In several villages across Afghanistan, when children felt like buying candy, they ran into their father's fields and returned with a few grams of opium folded inside a leaf. Their mothers collected it in plastic bags, trading 18 grams for a meter of fabric or two liters of cooking oil. Even a visit to the barbershop could be settled in opium.
But the economy of such villages sputtered to a halt last year when the government began aggressively enforcing a ban on opium production. Villagers were not allowed to plant their only cash crop. Now shops are empty and farmers are in debt, as entire communities spiral into poverty.
Opium is one of the biggest problems facing this troubled country, because it is deeply woven into the fabric of daily life as well as into the economics of insurgency. Afghanistan supplies 93 percent of the world's opium, and it is one of the main sources of funding for the growing Taliban movement.
Two years ago, opium, the raw ingredient used to make heroin, grew on nearly half a million acres in Afghanistan. The harvest was worth about $4 billion, or equal to nearly half the country's GDP in 2007.
Under intense international pressure, the government redoubled its effort to crack down on opium farmers. As a result, the once sloping mountain faces which were awash with pink, purple and magenta poppies, nodding in the wind were thrashed by the local forces bringing down the poppy production by 95 percent.
Although Afghan government's ban on opium is working in government-held areas, where the opium production has gone down drastically, the poor farmers who previously cultivated poppy have had to bear the brunt. The curb has put at cost the livelihood of hundreds of thousands of people.
After the government warnings that poppy fields would be destroyed and opium growers jailed, the villagers decided not to plant opium. Instead they planted wheat, barley, mustard and melons as per the instructions. However, the villagers today complain that the crops need more care than the tough opium poppy and require more water and fertilizer. They say they could have earned between two and 10 times more by planting the same land with opium.
The hole in the economy is swallowing up the community. Villagers say desperation is pushing hundreds to migrate to neighboring Iran, where they work as day labourers. Farmers throughout the region are also sinking deeply into debt. They borrow money to buy staples such as rice and oil, which they used to buy with opium. They also take loans to buy seeds and fertilizer and to rent donkeys to take the wheat to market - an expense opium did not bring because all the local shops accepted it as legal tender.
But counternarcotics experts and government officials respond that the opium ban is necessary. "These poor farmers are going to get stepped on and get hurt in this effort," says former Drug Enforcement Agency official Doug Wankel, who organised the US counternarcotics effort in Afghanistan in 2003. "But it's a pain that has to be endured for the good of the masses."
Zainuddin, the head security officer for Darayim district in Badakshan, says he feels awful every time he uproots a poppy field. "Sometimes I cry as I am hitting the poppies," says Zainuddin. "Because I know these are poor people and I am taking away the only thing they have."

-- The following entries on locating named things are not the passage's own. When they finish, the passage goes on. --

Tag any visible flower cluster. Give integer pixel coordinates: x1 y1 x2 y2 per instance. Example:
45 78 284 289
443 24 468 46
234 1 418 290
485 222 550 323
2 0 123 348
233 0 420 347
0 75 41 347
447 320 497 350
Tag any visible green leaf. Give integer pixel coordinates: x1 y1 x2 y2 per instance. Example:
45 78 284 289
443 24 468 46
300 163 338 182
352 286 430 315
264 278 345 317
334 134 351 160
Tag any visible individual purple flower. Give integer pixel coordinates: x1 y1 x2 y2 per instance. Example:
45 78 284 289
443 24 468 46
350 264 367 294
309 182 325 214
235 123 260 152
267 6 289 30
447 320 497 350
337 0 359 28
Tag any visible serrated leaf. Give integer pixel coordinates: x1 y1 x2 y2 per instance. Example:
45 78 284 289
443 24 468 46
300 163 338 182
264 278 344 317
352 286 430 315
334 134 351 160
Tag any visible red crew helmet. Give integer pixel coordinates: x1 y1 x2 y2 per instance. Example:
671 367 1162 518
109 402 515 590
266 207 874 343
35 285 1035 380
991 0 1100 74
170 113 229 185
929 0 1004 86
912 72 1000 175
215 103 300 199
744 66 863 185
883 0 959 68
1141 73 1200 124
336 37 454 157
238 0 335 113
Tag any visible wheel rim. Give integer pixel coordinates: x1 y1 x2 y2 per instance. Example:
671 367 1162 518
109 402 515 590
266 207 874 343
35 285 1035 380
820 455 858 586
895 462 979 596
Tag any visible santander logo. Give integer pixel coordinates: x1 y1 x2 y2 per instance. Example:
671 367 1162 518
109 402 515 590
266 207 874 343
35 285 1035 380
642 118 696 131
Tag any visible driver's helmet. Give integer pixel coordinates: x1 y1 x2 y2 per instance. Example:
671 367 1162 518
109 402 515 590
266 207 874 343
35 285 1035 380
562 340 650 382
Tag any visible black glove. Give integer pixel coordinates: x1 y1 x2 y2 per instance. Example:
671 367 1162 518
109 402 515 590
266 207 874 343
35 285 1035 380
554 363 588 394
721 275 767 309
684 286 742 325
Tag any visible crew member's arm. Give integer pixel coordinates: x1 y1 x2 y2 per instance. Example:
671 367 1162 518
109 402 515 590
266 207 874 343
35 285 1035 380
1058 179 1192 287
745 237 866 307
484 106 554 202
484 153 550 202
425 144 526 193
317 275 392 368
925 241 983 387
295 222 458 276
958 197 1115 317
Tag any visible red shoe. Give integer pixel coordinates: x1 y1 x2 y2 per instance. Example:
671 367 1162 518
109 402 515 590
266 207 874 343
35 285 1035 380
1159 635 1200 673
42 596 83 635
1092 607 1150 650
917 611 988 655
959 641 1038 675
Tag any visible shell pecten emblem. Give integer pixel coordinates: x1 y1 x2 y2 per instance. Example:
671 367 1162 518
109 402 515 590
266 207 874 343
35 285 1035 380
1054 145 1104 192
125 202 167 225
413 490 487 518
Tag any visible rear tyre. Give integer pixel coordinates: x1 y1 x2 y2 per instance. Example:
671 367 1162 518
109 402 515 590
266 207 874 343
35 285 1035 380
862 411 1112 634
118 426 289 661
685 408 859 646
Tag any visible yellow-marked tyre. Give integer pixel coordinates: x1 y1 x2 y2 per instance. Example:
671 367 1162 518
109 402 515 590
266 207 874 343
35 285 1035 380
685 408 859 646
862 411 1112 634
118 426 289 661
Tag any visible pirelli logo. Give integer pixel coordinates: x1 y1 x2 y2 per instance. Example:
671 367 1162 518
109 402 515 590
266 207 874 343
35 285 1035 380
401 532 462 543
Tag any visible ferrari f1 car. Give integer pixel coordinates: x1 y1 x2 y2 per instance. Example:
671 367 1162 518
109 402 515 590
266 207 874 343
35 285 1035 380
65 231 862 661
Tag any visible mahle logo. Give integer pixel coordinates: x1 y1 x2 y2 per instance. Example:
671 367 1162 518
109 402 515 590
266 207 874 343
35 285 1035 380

A local farmer stood in silence on a recent morning as nine police officers crossed a small gulch and climbed the hill. They assaulted his crop, hitting the flowers with long sticks until they fell to the ground. He put his face in his hands.
"I didn't plant this for my own pleasure," he says. "I planted this so that my family could eat. All the rest of this is worth nothing," he says, waving at the wheat. "The choice I have to make now is either kill myself. Or leave the country.”